Bien pues, dado que había tenido más tiempo que ella para hacerse a la idea tendría que tranquilizarla y ayudarla a comprender lo acertado del enlace.
Una vez concluidas las negociaciones con su padre, el compromiso era un hecho y ya había comenzado a pensar en que ella era suya. Y, por extraño que pareciera, toda objeción por parte de Elena no hacía sino fortalecer su resolución, pues significaba que aquella peculiar damita no se dejaba conquistar meramente por un título y una fortuna.

Mientras cruzaba la estancia hacia ella, no pudo evitar sentir un instante de absurdo placer al contemplar la belleza natural de la joven. Sin la menor duda, era un trofeo.
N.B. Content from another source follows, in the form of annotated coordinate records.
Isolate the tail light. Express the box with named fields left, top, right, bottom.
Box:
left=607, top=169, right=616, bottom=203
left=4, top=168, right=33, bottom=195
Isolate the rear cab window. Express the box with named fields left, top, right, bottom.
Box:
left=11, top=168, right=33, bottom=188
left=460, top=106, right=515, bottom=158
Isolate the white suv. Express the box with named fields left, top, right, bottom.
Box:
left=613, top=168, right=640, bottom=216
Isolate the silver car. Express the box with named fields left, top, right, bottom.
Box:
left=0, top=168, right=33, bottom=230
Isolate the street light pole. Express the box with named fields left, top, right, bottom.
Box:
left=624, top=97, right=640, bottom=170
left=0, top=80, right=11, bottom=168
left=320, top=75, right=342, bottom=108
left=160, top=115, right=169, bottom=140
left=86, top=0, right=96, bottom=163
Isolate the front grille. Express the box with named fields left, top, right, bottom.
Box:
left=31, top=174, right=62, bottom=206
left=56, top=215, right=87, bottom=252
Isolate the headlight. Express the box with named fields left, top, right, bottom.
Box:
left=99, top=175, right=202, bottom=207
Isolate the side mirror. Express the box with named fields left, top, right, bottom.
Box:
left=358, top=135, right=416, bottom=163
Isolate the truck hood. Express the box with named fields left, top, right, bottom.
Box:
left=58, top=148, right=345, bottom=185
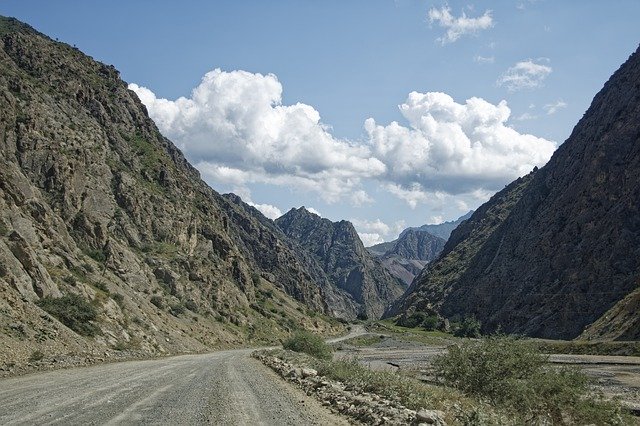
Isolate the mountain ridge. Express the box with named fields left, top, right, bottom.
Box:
left=390, top=48, right=640, bottom=339
left=275, top=207, right=404, bottom=318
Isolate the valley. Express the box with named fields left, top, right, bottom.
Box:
left=0, top=2, right=640, bottom=426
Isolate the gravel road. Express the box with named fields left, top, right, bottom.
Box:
left=0, top=349, right=347, bottom=425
La última vez que la había visto fulguraba como una estrella con un níveo vestido de baile blanco, cuya prístina elegancia la hacía parecer intocable. Pero ese día era toda calidez, como una soleada jornada en el campo. La encontraba hermosa de un modo encantador y nada pretencioso, con su largo cabello dorado suelto sobre los hombros, retirado del rostro por una sencilla cinta.

El ligero vestido de día con estampado floral tenía un recatado fichú blanco que sobresalía por encima del escote y mangas tres cuartos que cubrían los esbeltos brazos. Damon contempló las delicadas muñecas, encantado con las manchas de tinta que podía ver en sus dedos. En el baile llevaba unos guantes puestos, pero en ese momento aquellas manos desnudas hacían que anhelara conocer la sensación de tenerlas sobre la piel.

Conteniendo el deseo con puño de hierro, se acercó a ella con expresión respetuosa y se inclinó para depositar un casto beso en su suave mejilla. Elena entornó los ojos pero no se apartó y Damon consideró aquello como su primera victoria. Pudo sentir la atracción que existía entre ambos al inclinarse un poco más. Luego, sin mediar palabra, le ofreció el regalo que le había llevado.

Ella posó la vista en la magnífica caja y después lo miró con recelo, sin hacer movimiento alguno para aceptar aquella ofrenda ciertamente extravagante.
La luz del sol, al filtrarse por la ventana a espaldas de Elena, formaba un etéreo halo alrededor del cabello y los hombros de la joven. Damon se sintió fugazmente cautivado por aquella imagen, pero la mirada que ella le dirigió hizo que fuera consciente de que tenía por delante una delicada negociación diplomática.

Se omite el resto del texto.